Canadarm, RADARSAT-1 and RADARSAT-2 honoured
What do the CN Tower, the Confederation Bridge, Canadarm, RADARSAT-1 and 2 and TRIUMF,
the world-renowned particle physics research laboratory have in common? All of these
projects were recently named as the top five outstanding Canadian engineering achievements.
As part of its 125th anniversary celebrations in February of this year, the Engineering
Institute of Canada recently highlighted great Canadian engineering feats – the
world’s tallest free-standing structure when it was built; a 12.9 km bridge that
is the longest in the world to cross icy waters; a robotic arm that was the most
technologically advanced space tool of its kind; a trail-blazing nuclear research
laboratory; and the first and second generation of radar satellites used to monitor
Canada’s far-reaching land-mass.
MDA is honoured to be associated with two of these projects – technology areas where
our company still maintains a global lead.
The Canadarm project was initiated by the National Research Council in the 1970s
under contract with SPAR Aerospace Ltd. of Toronto who designed, developed, tested
and built the arm for a cost of roughly $110 million (in 1999, SPAR’s robotic operations
were sold to MacDonald, Dettwiler and Associates). The first Canadarm was Canada’s
contribution to NASA’s Space Shuttle program and flew for the first time on Space
Shuttle Columbia in 1981. NASA subsequently ordered four more arms, together with
engineering and ongoing operations support through the lifetime of the Shuttle Program.
The Canadarm performed flawlessly in over 90 missions, and its contribution paved
the way for the flight of eight Canadian astronauts aboard 14 shuttle missions,
and cemented Canada’s position as a world leader in space robotics. With their mission
complete, the surviving Canadarms will soon be showcased in North American museum
RADARSAT-1 and 2 are significant contributions towards Canada’s commitment to Earth
observation by space-based radar systems that began in the late 1970s. From the
outset, it was recognized that adequate coverage of Canada’s vast landmass could
only be obtained through satellite-based systems and that an imaging radar satellite
system was the only technology that could provide reliable and timely information
in the Arctic and regions that experience persistent cloud cover.
The RADARSAT-1 satellite, designed and built by MDA for the Canadian Space Agency
(CSA), was launched in November 1995, and is Canada’s first commercial Earth observation
satellite developed to monitor the planet’s natural resources and environmental
changes. Launched in December 2007, RADARSAT-2 is Canada’s next generation Earth
observation satellite, the product of a unique partnership between the CSA and MDA.

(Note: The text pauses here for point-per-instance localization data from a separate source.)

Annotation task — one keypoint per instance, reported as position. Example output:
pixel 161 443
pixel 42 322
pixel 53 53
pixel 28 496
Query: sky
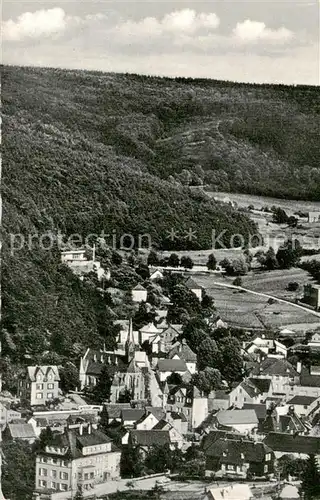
pixel 263 41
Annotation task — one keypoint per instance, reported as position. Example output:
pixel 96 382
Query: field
pixel 290 206
pixel 246 310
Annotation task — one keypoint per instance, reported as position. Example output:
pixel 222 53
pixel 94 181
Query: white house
pixel 139 294
pixel 194 287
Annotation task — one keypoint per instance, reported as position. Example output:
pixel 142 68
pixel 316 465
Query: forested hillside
pixel 85 152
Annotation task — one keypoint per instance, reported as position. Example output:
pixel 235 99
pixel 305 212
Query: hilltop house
pixel 312 295
pixel 235 456
pixel 81 456
pixel 139 294
pixel 194 287
pixel 314 217
pixel 39 384
pixel 251 390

Designed, built and operated by MDA, RADARSAT-2 assures continuity of RADARSAT-1
data, providing clients with long-term access to operationally responsive radar
RADARSAT-1 and 2 have provided both Canada and the world with an operational space-based
SAR system that can acquire detailed images of the Earth's surface during the day
or night, in all weather and through cloud cover, smoke and haze – and have made
Canada a world leader in this technology.